Die Unzuverlässigkeit meines Exmanns bekam ich Sonntagmorgen zu spüren – denn statt wie eigentlich besprochen die Kinder gegen 15 Uhr zurückzubringen, stand er mit ihnen um zehn Uhr vor der Tür.

„Deine Kinder waren der Meinung, dass mein Angebot an Frühstückszutaten nicht das richtige sei.“ („Meine Kinder??“ - Hallo, wenn ich mich richtig erinnerte, dann war er auch nicht unbeteiligt gewesen an deren Entstehung!)

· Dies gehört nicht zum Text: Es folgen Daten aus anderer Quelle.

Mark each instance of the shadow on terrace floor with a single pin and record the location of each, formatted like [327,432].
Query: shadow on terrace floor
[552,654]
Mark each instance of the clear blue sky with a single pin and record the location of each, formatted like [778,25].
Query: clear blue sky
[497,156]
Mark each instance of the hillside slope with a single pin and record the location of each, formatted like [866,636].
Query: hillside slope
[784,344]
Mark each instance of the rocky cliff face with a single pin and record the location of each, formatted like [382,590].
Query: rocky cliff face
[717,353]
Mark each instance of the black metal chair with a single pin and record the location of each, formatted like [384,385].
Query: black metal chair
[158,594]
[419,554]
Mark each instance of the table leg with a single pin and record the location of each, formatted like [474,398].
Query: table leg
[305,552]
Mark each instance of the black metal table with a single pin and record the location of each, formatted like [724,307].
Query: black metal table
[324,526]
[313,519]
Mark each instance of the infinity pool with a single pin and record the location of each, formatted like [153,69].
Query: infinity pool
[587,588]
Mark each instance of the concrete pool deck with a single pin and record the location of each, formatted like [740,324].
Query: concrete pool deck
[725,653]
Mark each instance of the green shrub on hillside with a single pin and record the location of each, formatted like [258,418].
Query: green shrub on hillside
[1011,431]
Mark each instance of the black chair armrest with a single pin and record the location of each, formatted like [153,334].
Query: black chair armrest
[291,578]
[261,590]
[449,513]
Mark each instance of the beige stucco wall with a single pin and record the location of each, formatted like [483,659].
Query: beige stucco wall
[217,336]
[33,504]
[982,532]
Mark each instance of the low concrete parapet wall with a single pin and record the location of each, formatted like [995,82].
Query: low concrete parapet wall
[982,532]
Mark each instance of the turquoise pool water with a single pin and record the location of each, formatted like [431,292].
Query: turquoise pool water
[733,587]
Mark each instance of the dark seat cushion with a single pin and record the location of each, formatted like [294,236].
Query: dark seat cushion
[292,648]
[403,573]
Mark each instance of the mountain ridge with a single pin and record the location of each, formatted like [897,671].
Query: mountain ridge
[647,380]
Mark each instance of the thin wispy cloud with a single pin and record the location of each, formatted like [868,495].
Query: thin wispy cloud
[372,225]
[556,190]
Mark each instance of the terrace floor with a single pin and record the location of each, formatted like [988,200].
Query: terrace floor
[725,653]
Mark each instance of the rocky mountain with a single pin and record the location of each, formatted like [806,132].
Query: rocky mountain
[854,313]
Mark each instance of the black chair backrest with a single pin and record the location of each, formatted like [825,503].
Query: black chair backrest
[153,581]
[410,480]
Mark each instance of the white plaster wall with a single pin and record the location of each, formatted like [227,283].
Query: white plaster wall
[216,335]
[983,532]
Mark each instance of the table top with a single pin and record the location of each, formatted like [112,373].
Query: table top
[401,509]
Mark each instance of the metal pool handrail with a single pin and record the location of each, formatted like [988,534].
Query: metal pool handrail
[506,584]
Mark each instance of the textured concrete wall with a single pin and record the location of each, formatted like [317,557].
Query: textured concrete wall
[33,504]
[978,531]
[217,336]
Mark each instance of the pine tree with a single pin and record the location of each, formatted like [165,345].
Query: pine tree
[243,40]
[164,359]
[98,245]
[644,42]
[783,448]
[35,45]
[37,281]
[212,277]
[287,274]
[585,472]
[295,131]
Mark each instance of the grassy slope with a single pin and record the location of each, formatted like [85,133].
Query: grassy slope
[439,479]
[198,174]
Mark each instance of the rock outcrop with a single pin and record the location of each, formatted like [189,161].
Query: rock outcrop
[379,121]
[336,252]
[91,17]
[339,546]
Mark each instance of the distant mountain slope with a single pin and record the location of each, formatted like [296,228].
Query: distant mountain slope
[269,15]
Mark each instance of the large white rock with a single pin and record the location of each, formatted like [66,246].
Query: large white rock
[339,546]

„Da dachte ich, wenn es bei mir sowieso immer alles nicht nach ihrem Sinne ist, dann kann ich sie auch früher zu dir zurückbringen! Das passt mir sowieso besser, dann können Sabrina und ich heute noch etwas unternehmen!“

„Peter – es sind auch deine Kinder! Und du hattest gesagt, dass du sie erst am Nachmittag zurückbringen würdest. Was, wenn ich auch Pläne für heute habe? Du hättest zumindest mal anrufen können und fragen oder samstags mit ihnen einkaufen, wenn sie bei dir sind!“

„Ach, Eva, tu doch nicht so aufgeregt – wann hast du denn schon mal was vor? Außerdem macht es doch wirklich keinen Sinn, wenn ich für alle paar Wochen Sachen einkaufe und bei mir rumstehen lasse, die sonst keiner isst. Vielleicht liegt es auch daran, dass du zu weich mit ihnen bist und ihnen alles erlaubst und kaufst, was sie wollen? Hast du darüber schon mal nachgedacht? Kein Wunder, dass du mit dem Geld nie hinkommst – aber haushalten konntest du sowieso noch nie gut.“

Ich zuckte zusammen – wenn er mir mitten ins Gesicht gehauen hätte, dann hätte der Schmerz nicht viel größer sein können.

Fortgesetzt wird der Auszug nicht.